In a forthcoming project, my co-author and I suggest a shift in how scholars engage questions of immigration exceptionalism moving forward; from a context-specific approach to a holistic one that looks across contextual dimensions. Once we expand the frame to immigration exceptionalism(s)—and perhaps only then—can we see how the Court’s various strands of exceptional immigration doctrines interact with each other, and with politics, on the ground. As we set out to explain, the Court’s exceptional immigration doctrines share a common root system of supporting rationales—such as plenary power, national sovereignty, foreign affairs, federal exclusivity, and institutional competence—all of which tend to be doctrinally agnostic. Accordingly, the conventional reasons for giving immigration special treatment in any one context can, and do, bleed into other contexts in unintended and potentially undesired ways.

In Texas, and more generally, the question of whether immigration should be treated exceptionally for purposes of administrative law is independently important. But, my suggestion here, is that how we answer that question may have implications for other immigration settings, including federalism (can Arizona have its own immigration policy?); constitutional rights (can the federal government ban Muslim immigrants?); and separation of powers (can the Executive unilaterally grant legal reprieve to millions of undocumented immigrants?). And, returning full circle, whether immigration should be treated exceptionally for one or more of these constitutional purposes may have implications for administrative law.

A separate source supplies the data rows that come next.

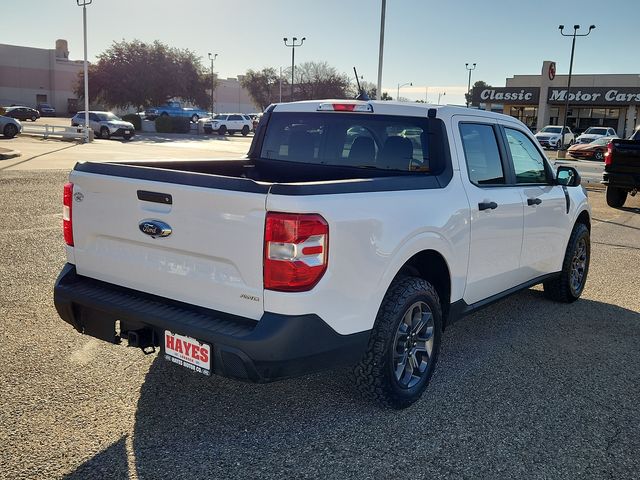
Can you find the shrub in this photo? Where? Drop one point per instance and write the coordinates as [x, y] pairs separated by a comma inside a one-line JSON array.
[[134, 119], [163, 125], [173, 125]]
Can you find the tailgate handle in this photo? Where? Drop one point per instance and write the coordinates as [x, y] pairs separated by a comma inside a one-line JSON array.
[[155, 197]]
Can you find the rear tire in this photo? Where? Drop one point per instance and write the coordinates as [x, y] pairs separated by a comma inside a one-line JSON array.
[[616, 197], [404, 344], [570, 284], [10, 130]]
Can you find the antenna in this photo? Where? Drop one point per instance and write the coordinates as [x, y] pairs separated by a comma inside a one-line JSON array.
[[362, 95]]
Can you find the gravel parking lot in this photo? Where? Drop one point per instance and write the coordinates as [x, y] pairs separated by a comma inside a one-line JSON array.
[[523, 389]]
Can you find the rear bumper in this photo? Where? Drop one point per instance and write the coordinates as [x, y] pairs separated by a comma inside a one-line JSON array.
[[278, 346], [622, 180]]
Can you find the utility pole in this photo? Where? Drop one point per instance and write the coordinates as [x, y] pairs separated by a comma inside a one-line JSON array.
[[471, 69], [213, 81], [293, 46], [83, 4], [573, 47], [381, 49]]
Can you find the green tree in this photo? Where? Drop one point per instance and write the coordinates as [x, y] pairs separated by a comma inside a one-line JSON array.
[[477, 86], [143, 74], [263, 86]]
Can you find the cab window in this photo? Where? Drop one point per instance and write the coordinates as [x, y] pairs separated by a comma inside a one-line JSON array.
[[528, 162]]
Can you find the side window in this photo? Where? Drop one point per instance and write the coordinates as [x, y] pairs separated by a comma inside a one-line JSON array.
[[528, 162], [482, 154]]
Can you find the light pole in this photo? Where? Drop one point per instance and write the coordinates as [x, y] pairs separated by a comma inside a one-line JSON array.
[[573, 47], [213, 82], [399, 87], [293, 46], [83, 4], [471, 69], [380, 50]]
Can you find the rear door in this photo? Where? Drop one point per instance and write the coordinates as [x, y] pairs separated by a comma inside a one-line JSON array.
[[546, 219], [496, 210], [211, 258]]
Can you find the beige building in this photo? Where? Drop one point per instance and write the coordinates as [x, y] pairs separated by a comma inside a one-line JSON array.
[[29, 76], [609, 100]]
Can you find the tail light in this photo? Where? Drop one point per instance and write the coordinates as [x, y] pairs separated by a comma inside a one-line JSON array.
[[67, 224], [608, 154], [295, 251]]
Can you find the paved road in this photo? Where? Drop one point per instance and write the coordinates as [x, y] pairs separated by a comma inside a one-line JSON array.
[[524, 389]]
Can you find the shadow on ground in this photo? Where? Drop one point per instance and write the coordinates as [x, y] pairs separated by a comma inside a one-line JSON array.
[[526, 388]]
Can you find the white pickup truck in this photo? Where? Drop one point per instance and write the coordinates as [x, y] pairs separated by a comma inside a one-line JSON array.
[[353, 233]]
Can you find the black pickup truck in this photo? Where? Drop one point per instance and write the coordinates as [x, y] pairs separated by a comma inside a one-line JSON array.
[[622, 169]]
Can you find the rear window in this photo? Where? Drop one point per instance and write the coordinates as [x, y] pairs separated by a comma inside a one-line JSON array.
[[384, 142]]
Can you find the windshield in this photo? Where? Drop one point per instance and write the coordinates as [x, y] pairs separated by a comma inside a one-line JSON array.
[[596, 131], [355, 140], [107, 117]]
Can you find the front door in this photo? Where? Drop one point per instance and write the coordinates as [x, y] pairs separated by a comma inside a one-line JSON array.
[[496, 210]]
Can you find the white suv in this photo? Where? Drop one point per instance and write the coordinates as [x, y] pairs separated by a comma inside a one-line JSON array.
[[594, 133], [229, 123], [549, 136]]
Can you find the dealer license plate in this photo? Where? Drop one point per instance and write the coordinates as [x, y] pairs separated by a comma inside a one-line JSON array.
[[187, 352]]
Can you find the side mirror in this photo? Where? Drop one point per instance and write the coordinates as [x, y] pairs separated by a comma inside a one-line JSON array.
[[567, 176]]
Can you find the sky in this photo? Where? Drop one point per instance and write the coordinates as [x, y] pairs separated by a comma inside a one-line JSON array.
[[427, 42]]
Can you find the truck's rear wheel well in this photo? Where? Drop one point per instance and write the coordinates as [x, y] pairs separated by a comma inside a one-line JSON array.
[[432, 267], [584, 219]]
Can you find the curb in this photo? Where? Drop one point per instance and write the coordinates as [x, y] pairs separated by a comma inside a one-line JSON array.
[[6, 154]]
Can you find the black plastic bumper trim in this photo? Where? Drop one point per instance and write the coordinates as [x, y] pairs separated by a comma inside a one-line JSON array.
[[276, 347]]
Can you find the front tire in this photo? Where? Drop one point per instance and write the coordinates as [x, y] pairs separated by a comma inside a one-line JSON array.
[[569, 285], [404, 344], [10, 130], [616, 197]]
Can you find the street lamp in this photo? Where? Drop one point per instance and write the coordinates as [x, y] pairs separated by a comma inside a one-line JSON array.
[[293, 46], [213, 82], [471, 69], [399, 87], [573, 47], [83, 4]]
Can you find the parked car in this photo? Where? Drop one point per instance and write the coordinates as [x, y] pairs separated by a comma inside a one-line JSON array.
[[46, 110], [593, 133], [549, 136], [175, 109], [229, 123], [9, 127], [320, 250], [105, 125], [595, 149], [622, 169], [22, 113]]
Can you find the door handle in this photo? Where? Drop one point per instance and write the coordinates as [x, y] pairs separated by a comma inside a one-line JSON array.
[[487, 205]]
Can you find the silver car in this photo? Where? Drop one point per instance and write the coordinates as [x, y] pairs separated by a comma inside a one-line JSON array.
[[105, 125], [9, 127]]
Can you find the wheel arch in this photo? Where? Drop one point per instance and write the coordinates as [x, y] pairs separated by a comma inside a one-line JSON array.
[[431, 266]]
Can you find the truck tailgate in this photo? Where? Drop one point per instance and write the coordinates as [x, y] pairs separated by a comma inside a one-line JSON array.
[[212, 258]]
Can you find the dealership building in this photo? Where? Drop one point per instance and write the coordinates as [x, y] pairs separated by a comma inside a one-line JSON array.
[[608, 100], [29, 76]]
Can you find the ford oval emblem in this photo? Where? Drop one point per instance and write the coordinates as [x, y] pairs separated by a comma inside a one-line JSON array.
[[154, 228]]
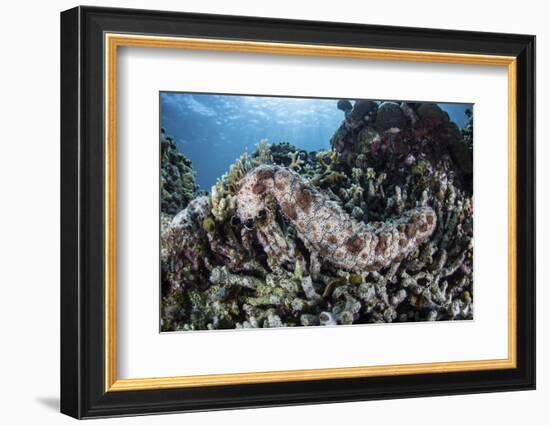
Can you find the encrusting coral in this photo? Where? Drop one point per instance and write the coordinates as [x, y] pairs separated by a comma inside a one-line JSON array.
[[379, 228]]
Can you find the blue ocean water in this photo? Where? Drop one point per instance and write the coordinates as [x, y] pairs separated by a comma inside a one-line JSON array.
[[214, 130]]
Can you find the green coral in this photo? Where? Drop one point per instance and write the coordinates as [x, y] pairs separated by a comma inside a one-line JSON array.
[[177, 178]]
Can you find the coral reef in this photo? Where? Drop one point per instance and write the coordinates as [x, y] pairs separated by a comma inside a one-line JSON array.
[[379, 228], [325, 229], [177, 178]]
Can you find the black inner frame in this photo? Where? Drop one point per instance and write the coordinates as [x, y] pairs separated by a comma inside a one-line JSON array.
[[82, 212]]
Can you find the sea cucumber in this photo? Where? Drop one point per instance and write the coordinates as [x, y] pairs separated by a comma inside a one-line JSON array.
[[323, 226]]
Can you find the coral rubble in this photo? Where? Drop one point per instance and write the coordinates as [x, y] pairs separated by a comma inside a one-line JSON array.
[[379, 228]]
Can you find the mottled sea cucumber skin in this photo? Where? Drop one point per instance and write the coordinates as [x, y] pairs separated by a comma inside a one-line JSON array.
[[325, 228]]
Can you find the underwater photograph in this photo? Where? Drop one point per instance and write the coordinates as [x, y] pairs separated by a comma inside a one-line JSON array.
[[287, 211]]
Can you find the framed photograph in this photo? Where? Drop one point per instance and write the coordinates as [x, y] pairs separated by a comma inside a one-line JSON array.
[[261, 212]]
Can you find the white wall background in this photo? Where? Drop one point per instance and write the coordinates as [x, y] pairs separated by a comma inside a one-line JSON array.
[[29, 211]]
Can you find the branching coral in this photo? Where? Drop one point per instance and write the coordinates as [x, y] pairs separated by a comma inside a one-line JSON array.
[[177, 177], [273, 247]]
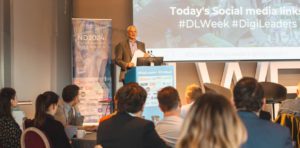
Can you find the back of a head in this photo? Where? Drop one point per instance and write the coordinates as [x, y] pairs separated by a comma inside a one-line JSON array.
[[168, 99], [131, 98], [70, 92], [192, 92], [248, 94], [298, 90], [6, 95], [43, 102], [212, 123]]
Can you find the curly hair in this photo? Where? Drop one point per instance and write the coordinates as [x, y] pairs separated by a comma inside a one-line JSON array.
[[131, 98]]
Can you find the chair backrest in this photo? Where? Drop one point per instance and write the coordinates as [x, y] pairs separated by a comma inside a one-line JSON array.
[[293, 123], [34, 138], [274, 92]]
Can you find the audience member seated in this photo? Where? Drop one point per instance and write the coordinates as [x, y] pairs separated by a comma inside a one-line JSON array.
[[67, 112], [169, 127], [10, 132], [127, 129], [45, 107], [291, 106], [248, 98], [112, 114], [212, 123], [192, 92], [265, 115]]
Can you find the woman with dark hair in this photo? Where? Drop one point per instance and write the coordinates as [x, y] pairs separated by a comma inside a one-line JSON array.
[[45, 108], [10, 132], [127, 129], [212, 122]]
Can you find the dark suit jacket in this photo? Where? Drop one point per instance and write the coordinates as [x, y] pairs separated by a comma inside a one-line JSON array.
[[55, 132], [263, 133], [124, 131], [123, 55]]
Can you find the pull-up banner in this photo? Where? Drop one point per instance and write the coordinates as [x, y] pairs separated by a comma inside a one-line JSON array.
[[92, 66]]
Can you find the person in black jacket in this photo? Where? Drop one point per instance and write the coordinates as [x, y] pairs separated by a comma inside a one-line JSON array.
[[46, 107], [10, 132], [127, 129]]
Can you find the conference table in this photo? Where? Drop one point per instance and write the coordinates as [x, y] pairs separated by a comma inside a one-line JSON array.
[[88, 141]]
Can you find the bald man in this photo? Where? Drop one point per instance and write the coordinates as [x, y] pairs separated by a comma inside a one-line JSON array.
[[125, 51]]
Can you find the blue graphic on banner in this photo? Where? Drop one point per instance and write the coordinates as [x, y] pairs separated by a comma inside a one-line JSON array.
[[152, 78], [92, 66]]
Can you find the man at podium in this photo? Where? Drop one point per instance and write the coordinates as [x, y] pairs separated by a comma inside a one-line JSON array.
[[126, 49]]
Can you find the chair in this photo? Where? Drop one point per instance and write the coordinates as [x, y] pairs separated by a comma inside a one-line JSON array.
[[34, 138], [293, 123], [274, 93], [209, 87]]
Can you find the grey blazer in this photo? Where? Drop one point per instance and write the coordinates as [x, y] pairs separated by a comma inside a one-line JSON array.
[[123, 55]]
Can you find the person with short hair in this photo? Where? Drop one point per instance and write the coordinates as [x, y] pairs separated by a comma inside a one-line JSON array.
[[67, 112], [212, 123], [45, 107], [192, 92], [125, 50], [169, 127], [127, 129], [10, 132], [249, 100]]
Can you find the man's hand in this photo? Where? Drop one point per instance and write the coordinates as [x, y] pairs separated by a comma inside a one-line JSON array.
[[129, 65]]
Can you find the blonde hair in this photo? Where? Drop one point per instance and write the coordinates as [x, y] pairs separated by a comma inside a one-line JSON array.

This complicates matters, but the issues facing us today are complicated. Consider this puzzle: can the Executive branch’s immigration enforcement policies (e.g., DAPA) not have the “force of law” for purposes of separation of powers and/or administrative law, yet have the “force of law” for purposes of preempting state policies that try to resist? Surely, the answer to this question depends on whether immigration is always, never, or sometimes exceptional.

To set expectations, our forthcoming project does not supply the missing meta-theory of immigration exceptionalism. Instead, we shine a spotlight on that conceptual void, and explore what it may entail for the future of immigration theory and advocacy. With so much immigration policy up for grabs across all levels of government, the age-old question of whether immigration should be treated exceptionally, as to any specific context, may miss more than it captures.

David S. Rubenstein is Professor of Law and Director of the Center for Law and Government at Washburn University School of Law.


This post is part of a week-long online symposium entitled Is Immigration Law Administrative Law?, which is based primarily on a panel by the same name that was part of the 2016 Annual Meeting of the Association of American Law Schools.